Natural disasters cause network outages and various other disruptions. But opportunistic hackers can also lead to outages, Howard says.
"For instance, when the power goes down after a hurricane, it’s normal to assume that the outage is due to the storm, not a cyberattack," he says. "It is critical that IT and security personnel don’t miss the true cause of the outage amid the 'noise,' which could lead to an extended outage that puts further stress on a region and could even result in unnecessary lost lives."

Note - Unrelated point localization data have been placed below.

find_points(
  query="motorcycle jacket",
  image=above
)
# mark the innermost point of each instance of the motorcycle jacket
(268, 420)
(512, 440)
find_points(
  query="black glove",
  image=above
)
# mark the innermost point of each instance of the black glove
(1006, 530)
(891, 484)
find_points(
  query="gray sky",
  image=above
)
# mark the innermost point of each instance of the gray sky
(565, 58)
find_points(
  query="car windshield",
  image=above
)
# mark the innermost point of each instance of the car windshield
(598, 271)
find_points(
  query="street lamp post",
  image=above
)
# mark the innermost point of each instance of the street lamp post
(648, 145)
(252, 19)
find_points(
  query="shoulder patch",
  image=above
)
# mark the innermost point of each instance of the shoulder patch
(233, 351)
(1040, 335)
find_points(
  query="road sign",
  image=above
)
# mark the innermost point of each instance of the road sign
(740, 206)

Attorney William Moran of the law firm Otterbourg PC notes that immediately on the heels of the terrorist attacks of Sept. 11, 2001, crisis management lawyers were inundated with requests from companies to help set up business continuity plans involving the creation of independent backup systems in less vulnerable geographic locations.

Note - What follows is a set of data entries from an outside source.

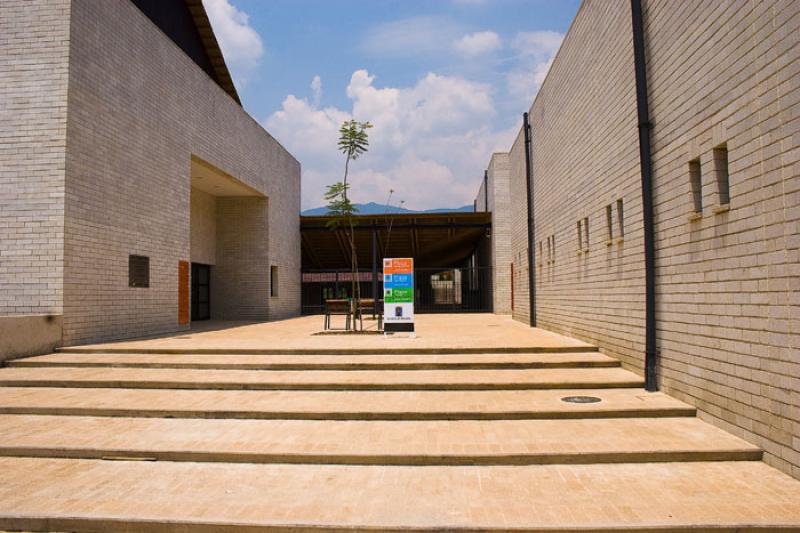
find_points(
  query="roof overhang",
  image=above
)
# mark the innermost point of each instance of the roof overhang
(434, 240)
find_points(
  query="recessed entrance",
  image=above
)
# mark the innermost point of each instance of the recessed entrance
(201, 292)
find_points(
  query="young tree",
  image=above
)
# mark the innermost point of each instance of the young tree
(353, 142)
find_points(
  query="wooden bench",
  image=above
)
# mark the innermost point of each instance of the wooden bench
(338, 307)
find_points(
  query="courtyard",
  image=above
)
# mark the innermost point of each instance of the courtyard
(472, 425)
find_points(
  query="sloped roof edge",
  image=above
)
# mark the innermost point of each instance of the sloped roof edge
(214, 52)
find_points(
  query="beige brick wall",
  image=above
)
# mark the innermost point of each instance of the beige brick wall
(203, 227)
(139, 108)
(519, 229)
(500, 241)
(34, 50)
(727, 282)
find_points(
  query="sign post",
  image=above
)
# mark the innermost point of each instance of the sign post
(398, 295)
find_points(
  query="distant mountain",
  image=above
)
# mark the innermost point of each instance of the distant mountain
(373, 208)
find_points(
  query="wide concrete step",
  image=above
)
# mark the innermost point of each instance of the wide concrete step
(91, 495)
(512, 442)
(340, 405)
(545, 378)
(322, 362)
(563, 345)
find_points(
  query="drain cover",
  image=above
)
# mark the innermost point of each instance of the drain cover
(580, 399)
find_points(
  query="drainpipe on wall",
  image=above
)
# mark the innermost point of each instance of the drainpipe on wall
(531, 229)
(486, 190)
(643, 110)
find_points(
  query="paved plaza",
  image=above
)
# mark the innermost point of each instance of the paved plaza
(271, 426)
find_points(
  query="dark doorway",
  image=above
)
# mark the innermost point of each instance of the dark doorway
(201, 292)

"While today’s business risks arising from cybercrime and climate change differ substantially from the risk of terrorism, the concerns relating to safeguarding private data and advancing communications systems are largely the same," he notes. "Companies that refuse to implement such plans now run the risk of realizing the importance of this effort the hard way."
While healthcare entities in the path of Hurricane Ida's destruction continue to recover, the Department of Health and Human Services on Monday provided some temporary regulatory relief.
Because HHS declared a public health emergency as a result of the consequences of Hurricane Ida in Louisiana and Mississippi, HHS Secretary Xavier Becerra also temporarily waived sanctions and penalties against covered hospitals that do not comply with certain provisions of the HIPAA Privacy Rule.
That includes the requirements to obtain a patient's permission to speak with family members or friends involved in the patient’s care, distribute a notice of privacy practices and grant the patient's right to request privacy restrictions.